14話

「ここ、僕の地元なんだ。実家からこの海近くてさ。あ、今の秘密ね。地元は公表してないから。まあ、僕の家はここから結構離れてるんだけどね。久しぶりに来たんだ、何年ぶりだろ」


「へぇ、地元なんですね。分かりました、秘密ですね。私も来るのは何ヶ月ぶりかな?」


「そうなんだ。ファン歴はどれくらい? 」


「うーん、8年くらいですかね」


「お、長いね。でも最近活動してないから知らないだろうと思ってた。君、可愛いから付き合ってほしいな。あ、返事ならいつでも大丈夫」



付き合って欲しいだなんて、信じられない。

きっと何かの間違いだ。そう、聞き間違えたんだ。

多分、舞い上がりすぎて変な妄想してるに違いない。


それに私はただのファンだし。憧れの人を異性として見られない。


「というかね。YESの返事しか聞かないよ、僕は。君、真面目そうだから断ると思うけど。でも、一度好きになった子は、自分のものにしないと気が済まないんだ。だから、まず名前教えて? 」


西崎真希にしざきまきです。自己紹介しましたけど、でもやっぱり付き合うなんて無理です」


「あーあ、振られちゃった。悲しいなあ」


唇を結んでいて、悲しそうな表情してる。申し訳ない気持ちになってしまう。


でも、気持ちは変わらない。私は咲き誇って群青を好きでいたいからファンのままで良い。

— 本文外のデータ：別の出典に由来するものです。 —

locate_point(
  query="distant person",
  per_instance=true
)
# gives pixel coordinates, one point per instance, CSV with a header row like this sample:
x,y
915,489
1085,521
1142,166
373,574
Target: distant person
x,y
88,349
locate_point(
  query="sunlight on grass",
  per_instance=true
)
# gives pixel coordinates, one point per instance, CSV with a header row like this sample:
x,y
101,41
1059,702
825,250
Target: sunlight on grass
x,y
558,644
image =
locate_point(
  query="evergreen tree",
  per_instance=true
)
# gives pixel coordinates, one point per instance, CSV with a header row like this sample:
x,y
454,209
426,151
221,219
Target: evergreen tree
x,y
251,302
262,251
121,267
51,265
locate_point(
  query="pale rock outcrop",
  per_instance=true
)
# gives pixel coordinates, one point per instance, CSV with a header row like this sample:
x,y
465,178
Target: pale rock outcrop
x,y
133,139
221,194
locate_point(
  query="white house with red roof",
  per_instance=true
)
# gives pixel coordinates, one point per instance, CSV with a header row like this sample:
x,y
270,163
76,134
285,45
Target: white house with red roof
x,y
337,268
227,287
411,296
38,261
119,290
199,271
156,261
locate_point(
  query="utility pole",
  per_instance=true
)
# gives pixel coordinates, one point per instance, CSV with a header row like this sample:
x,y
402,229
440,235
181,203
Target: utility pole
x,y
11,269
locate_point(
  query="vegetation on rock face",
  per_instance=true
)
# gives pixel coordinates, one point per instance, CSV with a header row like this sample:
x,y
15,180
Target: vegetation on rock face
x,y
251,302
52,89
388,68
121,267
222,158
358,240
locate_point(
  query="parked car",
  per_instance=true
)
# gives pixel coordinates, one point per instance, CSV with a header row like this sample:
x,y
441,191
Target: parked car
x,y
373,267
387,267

「でも簡単に諦めないよ。だって君、可愛いんだもん。よろしくね。僕を優大って呼んで」


諦めないって言われた。

断ったはずなのに、どうして?

もっと強めに言った方が良かった?

付き合うなんて本当に出来ないよ。


「優大さん、私」


「えー? 優大だよ。真希ちゃん」


「あの、ごめんなさ……」


私の話を遮って、優大さんがあ、パワーストーンしてるんだ。見せて欲しいと言った。


「これ、水晶かな?にしては色がなんか白っぽい部分があるね。でも、透明感があって不思議」


パワーストーン好きとしては、語らずにはいられなくて、思わず説明をしてしまった。


「そうなんです。綺麗でしょう? 白っぽい所は天使の羽と言われてて、珍しい水晶なんです」


もっとよく見せてと言われたから、左手にしてるエンジェルフェザークォーツのブレスレットを外した。

冷たい手してる。大丈夫かな? あと、いい香りがする。


きっと香水だ。爽やかな、シトラスっぽい。

私の宝物のシトリンタンブルを思い出す。


なんだか酸っぱいのに。つい欲しくなるみたいな。


ブレスレットが優大さんの手に渡る。


すると


「返してあーげない」


笑顔で言ってきた。きっと意地悪されてる。

かっこいいから、許してしまいそう。

でもその水晶は大切だから、返してくれないと凄く困る。藍来だって宿ってる訳だし。


「大切なので返してください」


「やーだ。連絡先教えてよ」


連絡先を教えたら返してくれるかな。

本当は教えたくない。ファンのままでいたい。

でも、ブレスレットを返してもらわなきゃ。

仕方なく、スマホのメッセージアプリの連絡先を教えた。


「ありがとう。それじゃ、またね。後で連絡するから」


え。ブレスレット、返してくれないんですか。


思わず言った私に


「次に返すよ。だからまた会ってね。その時までに、僕を好きになってくれたら嬉しい」


と優大さんが返事をした。


「好きになんて……」


と言いかけた時、それ以上は言わないでと、しーっと人差し指を出した優大さん。

彼の唇に指が触れたその瞬間、距離がさっきよりずっと近い。そしてそのままその人差し指が私の唇に触れた。



優大さんは微笑んだ後、颯爽と帰って行った。


私は、ただただ驚いて動けないでいた。